Lots of tech companies think the future is going to involve flexible screens that we wear. So far, though, most of what we've seen is either impractical or ugly or both. Now researchers in Korea at Seoul National University have a different idea; in a report they plan to release in Science tomorrow, they’re showing off a flexible touchpad they created with a squishy, stretchy material called hydrogel. They stretched it into various positions and eventually were able to put it on a person’s arm. The hydrogel contained lithium chloride salts, which acted as a conductor and helped the gel stay moist.
The report explains how electrodes on the ends of the touchpad applied similar voltages and created a uniform electrostatic field, so when a finger touched the panel, it closed the circuit.

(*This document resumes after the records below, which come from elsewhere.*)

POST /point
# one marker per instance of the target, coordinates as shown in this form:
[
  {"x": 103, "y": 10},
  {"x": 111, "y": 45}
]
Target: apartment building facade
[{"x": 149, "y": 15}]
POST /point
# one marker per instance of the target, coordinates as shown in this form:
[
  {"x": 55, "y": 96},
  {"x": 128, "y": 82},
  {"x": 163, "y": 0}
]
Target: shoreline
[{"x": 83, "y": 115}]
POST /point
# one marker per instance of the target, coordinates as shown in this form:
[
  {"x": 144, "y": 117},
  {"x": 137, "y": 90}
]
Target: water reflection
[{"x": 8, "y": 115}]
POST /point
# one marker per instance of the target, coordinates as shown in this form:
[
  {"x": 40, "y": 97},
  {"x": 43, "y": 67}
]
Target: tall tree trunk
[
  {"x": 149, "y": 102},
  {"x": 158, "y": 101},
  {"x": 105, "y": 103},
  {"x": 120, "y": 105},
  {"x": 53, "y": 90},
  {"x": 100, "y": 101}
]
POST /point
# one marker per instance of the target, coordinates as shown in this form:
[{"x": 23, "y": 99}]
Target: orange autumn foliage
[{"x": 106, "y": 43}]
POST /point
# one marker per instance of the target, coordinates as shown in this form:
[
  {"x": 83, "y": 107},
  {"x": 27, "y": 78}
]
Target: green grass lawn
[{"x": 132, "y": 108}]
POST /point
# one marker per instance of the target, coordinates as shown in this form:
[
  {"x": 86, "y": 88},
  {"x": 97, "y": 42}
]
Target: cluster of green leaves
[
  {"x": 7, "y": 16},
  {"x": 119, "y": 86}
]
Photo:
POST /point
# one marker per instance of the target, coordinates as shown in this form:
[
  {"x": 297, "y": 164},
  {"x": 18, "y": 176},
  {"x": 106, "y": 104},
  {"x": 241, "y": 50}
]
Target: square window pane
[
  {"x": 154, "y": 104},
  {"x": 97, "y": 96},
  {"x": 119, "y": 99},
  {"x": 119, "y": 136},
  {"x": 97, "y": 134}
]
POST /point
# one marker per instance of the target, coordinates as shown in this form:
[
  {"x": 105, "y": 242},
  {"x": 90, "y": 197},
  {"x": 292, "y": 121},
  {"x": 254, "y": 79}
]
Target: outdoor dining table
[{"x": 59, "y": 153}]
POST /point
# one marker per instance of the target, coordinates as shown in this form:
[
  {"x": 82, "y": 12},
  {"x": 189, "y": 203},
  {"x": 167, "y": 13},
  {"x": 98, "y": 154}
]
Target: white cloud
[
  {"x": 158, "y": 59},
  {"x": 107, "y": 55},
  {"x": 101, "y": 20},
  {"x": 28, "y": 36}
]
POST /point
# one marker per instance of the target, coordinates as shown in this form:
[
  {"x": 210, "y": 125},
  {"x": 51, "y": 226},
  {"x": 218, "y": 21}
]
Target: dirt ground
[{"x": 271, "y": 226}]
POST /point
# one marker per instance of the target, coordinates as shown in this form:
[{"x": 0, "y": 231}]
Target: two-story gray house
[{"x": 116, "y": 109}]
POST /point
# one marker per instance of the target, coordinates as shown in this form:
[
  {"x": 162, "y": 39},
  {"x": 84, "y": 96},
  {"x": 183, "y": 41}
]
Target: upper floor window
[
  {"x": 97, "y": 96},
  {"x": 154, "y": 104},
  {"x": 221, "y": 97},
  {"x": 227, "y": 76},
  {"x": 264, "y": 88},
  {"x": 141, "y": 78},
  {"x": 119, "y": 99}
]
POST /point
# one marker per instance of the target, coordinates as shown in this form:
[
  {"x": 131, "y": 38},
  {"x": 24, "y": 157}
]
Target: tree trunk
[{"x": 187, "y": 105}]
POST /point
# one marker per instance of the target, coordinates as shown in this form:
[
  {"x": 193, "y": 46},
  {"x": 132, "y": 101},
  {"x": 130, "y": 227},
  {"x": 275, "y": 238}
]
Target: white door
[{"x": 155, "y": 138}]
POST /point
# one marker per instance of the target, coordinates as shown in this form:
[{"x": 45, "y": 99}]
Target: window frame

The researchers also developed a controller board to facilitate communication between the touchpad and a computer. Ultimately, their design could be used to write words, play music, and play chess. It responded to tapping, holding, dragging, and swiping.
a hydrogel touchpad
The researchers tested it in various states, like in a circular shape and stretched to 1,000 percent of its normal area. Though the hydrogel did lose some sensitivity to touch as it was thickened, they found the panel to still be sensitive enough to pick up on gestures, and only after 100 cycles did the screen’s touch resistance increase slightly. The researchers thought it might have to do with water evaporation in the gel.
Alright we don’t have a flexible screen that’ll show our texts yet, but maybe we’re getting close? Hydrogels.